Tuesday, December 28, 2021

Coat, 16th century

 As usual, I found myself scrambling to complete a garment for one of my very few events this year (the Goode's Company muster), but never did finish the last few steps. 

This time, it was a mid/late 16th century woman's coat or waistcoat, patterned from the advance chapter of The Typical Tudor which I received last autumn for having pre-ordered the book. I'm still eagerly awaiting the final product (not in the least so I can start on my next kirtle with more confidence), so it was nice to get a useful sneak-peak.
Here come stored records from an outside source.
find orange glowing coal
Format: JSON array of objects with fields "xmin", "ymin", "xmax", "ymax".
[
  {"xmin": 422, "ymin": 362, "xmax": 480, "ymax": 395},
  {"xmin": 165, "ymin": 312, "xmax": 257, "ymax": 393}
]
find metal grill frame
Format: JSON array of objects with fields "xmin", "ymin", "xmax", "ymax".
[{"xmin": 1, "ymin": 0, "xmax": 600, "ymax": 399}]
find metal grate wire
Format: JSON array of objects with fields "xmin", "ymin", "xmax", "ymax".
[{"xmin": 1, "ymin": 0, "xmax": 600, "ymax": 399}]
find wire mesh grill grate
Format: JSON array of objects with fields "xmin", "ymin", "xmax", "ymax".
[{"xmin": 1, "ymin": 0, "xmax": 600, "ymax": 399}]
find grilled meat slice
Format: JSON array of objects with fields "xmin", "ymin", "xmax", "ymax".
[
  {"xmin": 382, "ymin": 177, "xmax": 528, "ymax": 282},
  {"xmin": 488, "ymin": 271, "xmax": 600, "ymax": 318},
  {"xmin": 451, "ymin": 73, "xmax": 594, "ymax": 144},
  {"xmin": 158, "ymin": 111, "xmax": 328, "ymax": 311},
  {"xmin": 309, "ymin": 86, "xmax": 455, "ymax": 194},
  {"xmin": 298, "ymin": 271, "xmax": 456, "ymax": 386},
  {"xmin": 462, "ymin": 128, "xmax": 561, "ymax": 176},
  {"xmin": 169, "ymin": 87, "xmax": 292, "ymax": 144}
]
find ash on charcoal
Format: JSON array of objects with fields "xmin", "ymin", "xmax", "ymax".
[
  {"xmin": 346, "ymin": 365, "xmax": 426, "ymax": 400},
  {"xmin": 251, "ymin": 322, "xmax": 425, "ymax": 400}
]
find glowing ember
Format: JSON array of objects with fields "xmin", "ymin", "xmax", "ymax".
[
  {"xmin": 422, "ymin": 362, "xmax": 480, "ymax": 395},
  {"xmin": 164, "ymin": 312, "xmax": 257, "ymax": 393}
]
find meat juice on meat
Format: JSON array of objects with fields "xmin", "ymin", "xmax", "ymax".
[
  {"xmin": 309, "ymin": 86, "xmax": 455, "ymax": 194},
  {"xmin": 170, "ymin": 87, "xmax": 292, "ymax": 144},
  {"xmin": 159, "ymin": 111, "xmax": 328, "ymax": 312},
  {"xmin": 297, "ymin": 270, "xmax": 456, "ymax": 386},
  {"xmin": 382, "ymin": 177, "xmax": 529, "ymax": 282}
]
The outer material is a pale blue (twilled) wool stuff from Burnley & Trowbridge, whence came also the fastening hooks; the lining is mid-weight linen from fabrics-store.com (left-over pieces in both white and natural). I did the major internal seams by machine due to the time crunch, but finished the sleeve gussets and all the edges by hand.

A coat.

I intentionally tried to draft this coat with extra wearing ease in the upper arms/shoulder and upper chest, which has been a problem with my earlier outerwear from this period (a waistcoat). The mock-up seemed to suit, but I'm not entirely happy with the fit of the final garment. The gussets in the sleeve elbow were annoying to insert, but less so than I feared. I'm also not entirely convinced of their utility in this instance, but the pictorial evidence shows awkward little elbow gussets, so I sewed them. The skirt's extra volume is contained in three box pleats set into the side and back seams at the waist: these looked weird in the instructions, but came together quite easily. They reminded me of the pleats on the 1790s robe I once made.


Tiny, tiny stitches!

One aspect of this project that I am pleased with is the hand-stitching. All along the hem and openings (wrists, neck, front), the wool and linen are joined with tiny whip or running stitches. I am rather pleased with how small and even the stitching ended up.